Con esta pregunta llena de sugerencias, Warschaver está rompiendo desde la literatura la cárcel del monismo hegeliano, esa tarea que emprenderá algunas décadas después la filosofía feminista.

En “El último judío, la perspectiva del joven invade la escritura, el ser judío se extiende y disuelve en una humanidad donde “todos, completamente todos, son una infinitésima parte de nosotros”. El conflicto parece resuelto en los términos “políticamente correcto” de la izquierda antisionista de la época, pero nada es tan sencillo: la memoria milenaria de su pueblo aparece ante Amós desandando los tiempos, fusionando mito e historia. Una mujer madre irrumpe e interroga: “¿Y quién recordará?”. Es la matriarca Raquel, pero no solamente: también es la entrañable “máma” muerta del memorioso Amós. Con una pregunta materna sin respuesta termina un cuento donde memoria y maternidad ponen en tensión toda certeza.[5]

Hacia el final, Hombre-Tiempo representa lúcidamente, en su propia escritura, el peligro de estar escribiéndose: “Optimistus (...) le grita: “Aquí está el Ave Cantore. Él te publicará Hombre-Tiempo”. Con la voz rallada del mimetismo, el Ave Cantore flota a la altura de la rodilla de Amós. Y en su mirada hay una total reprobación. “Tenemos que discutir tu libro”. “No puedo discutir mi sangre”, contesta Amós, sintiendo que va a entrar en un terreno resbaladizo cuando, con una pequeña agachada, podría conciliarse la benevolencia del Ave y la posible publicación del libro, antes aún de haberlo escrito. (...) Y le arroja la primera piedra. “¡No cederé!” Amós se toca la frente, la sangre le chorrea hasta la nariz. Y sus piernas vacilan, sus piernas blancas de mujer. “¡No cederé!” Todo él es ahora una masa caliente de mujer caída en la plaza desierta."”

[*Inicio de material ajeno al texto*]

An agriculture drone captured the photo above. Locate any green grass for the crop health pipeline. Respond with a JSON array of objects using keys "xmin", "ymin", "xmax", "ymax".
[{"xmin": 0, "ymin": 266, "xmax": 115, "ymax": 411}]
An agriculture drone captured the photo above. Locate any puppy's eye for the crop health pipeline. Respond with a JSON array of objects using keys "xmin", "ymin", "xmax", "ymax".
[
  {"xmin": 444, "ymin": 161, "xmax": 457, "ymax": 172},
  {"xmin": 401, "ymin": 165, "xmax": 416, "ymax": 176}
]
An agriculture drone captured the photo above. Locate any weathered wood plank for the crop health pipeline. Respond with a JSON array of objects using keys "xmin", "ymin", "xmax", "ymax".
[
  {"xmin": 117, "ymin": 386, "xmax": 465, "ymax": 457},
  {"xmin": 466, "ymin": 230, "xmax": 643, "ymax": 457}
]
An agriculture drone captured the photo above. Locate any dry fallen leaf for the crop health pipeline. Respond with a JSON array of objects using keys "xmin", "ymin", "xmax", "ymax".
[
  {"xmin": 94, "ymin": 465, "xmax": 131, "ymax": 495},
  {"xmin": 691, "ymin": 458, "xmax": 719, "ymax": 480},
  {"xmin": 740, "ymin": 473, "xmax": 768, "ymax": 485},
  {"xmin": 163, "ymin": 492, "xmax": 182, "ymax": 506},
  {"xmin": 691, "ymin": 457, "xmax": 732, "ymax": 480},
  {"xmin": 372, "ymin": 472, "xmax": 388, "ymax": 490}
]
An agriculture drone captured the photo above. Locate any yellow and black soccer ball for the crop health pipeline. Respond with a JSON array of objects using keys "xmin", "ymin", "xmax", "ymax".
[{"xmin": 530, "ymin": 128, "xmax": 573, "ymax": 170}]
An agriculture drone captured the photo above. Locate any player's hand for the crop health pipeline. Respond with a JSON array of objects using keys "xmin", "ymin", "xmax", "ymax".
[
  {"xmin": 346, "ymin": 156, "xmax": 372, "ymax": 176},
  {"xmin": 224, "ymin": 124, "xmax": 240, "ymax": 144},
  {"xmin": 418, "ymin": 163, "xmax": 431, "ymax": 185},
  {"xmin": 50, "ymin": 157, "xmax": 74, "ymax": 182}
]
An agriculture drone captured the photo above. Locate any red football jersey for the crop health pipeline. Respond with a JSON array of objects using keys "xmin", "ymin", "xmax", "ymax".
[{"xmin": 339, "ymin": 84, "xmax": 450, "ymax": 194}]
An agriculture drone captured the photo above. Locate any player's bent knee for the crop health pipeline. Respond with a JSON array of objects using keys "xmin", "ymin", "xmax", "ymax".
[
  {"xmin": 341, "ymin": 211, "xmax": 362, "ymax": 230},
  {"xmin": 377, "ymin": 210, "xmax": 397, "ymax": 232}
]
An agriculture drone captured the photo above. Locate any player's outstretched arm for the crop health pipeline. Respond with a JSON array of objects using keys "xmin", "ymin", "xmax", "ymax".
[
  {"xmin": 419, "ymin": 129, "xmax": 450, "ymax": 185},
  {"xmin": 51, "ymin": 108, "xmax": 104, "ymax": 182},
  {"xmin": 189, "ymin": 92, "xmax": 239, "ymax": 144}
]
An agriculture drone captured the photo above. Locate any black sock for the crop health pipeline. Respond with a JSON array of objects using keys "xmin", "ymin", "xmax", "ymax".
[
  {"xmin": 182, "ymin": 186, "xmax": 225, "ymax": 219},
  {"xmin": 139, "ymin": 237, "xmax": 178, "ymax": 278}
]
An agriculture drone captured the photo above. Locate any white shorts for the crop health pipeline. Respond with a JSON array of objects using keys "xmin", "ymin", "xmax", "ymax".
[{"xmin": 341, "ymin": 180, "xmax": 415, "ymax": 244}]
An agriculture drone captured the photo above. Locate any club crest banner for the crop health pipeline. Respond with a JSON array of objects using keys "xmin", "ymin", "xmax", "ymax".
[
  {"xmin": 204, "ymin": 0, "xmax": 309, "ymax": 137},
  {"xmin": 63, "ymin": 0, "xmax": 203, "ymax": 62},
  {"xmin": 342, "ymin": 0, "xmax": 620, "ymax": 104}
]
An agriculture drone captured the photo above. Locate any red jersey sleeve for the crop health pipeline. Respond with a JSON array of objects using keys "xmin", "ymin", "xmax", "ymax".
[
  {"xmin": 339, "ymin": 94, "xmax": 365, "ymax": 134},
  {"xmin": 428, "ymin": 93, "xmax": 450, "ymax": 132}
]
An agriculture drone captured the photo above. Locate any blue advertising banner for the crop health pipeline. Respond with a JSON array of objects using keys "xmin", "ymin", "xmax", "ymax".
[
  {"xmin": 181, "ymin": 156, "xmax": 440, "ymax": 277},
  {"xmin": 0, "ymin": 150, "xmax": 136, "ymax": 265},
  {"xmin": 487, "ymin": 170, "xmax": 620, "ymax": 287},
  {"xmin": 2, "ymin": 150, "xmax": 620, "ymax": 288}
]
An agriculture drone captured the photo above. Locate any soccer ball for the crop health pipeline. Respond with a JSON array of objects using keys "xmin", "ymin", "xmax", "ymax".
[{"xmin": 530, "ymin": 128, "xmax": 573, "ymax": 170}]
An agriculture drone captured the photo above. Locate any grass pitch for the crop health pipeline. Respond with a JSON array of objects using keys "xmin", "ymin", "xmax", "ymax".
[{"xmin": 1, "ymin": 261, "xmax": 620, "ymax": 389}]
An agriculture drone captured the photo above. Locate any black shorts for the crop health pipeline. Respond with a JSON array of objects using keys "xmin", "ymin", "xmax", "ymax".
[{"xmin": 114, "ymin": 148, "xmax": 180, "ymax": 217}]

Porque Fina no cedió hoy se incorpora y se instala en nuestra gran literatura. Pareciera que llegó su tiempo, el que sí puede leerla, pareciera que por fin su soledad empieza a terminarse.


Con modificaciones y algunos agregados, este trabajo retoma una parte del artículo “Pasos nuevos en espacios diferentes”, incluido en: Drucaroff, Elsa (dirección) La narración gana la partida. Volumen 11 de la Historia Crítica de la Literatura Argentina, dirigida por Noé Jitrik, Buenos Aires, Emecé Editores, 2.000. Elsa Drucaroff (1957), la autora de esta nota, es escritora, crítica literaria y docente. Publicó los ensayos Mijaíl Bajtín, la guerra de las culturas (Bs. As., Almagesto, 1995) y Arlt, profeta del miedo (Bs. As., Catálogos, 1998); las novelas La patria de las mujeres. Una historia de espías en la Salta de Güemes. (Bs. As., Sudamericana, 2000) y Conspiración contra Güemes. Una novela de bandidos, patriotas, traidores (Bs. As., Sudamericana, 2002). En 2000 dirigió La narración gana la partida, el volumen 11 de la Historia Crítica de la Literatura Argentina dirigida por Noé Jitrik que está publicando Emecé. Dicta ocasionalmente seminarios en la Facultad de Filosofía y Letras de la UBA, donde investiga; y tiene a su cargo el “Seminario de Literatura Contemporánea en Lengua Española” en el Instituto Superior del Profesorado Joaquín V. González, de donde egresó.

(1) Carta de Elías Castelnuovo a Fina Warschaver en 1949. Citada por Claudia Bernazza, “Una inteligencia en libertad. Fina Warschaver y la escritura femenina en el mundo de los hombres”, La Prensa, Bs. As., 5-3-95.

(2) Fina Warschaver, Diario, 25 de julio de 1971. Inédito.

(3) Un análisis de este relato está desarrollado en Tiempo femenino en la ciudad, en un número anterior de Everba, Fall 2003.

(4) “Su incursión en el surrealismo y la estética psicodélica se refleja en algunos cuentos de Hombre-Tiempo, pero hay en ellos una latente presencia de mujer convencida, frente a las vanguardias, de que su propia óptica es la que cuenta”. Claudia Bernazza, op. cit.

(5) El cuento se potencia si se piensa que Fina Warschaver no se casó con un judío.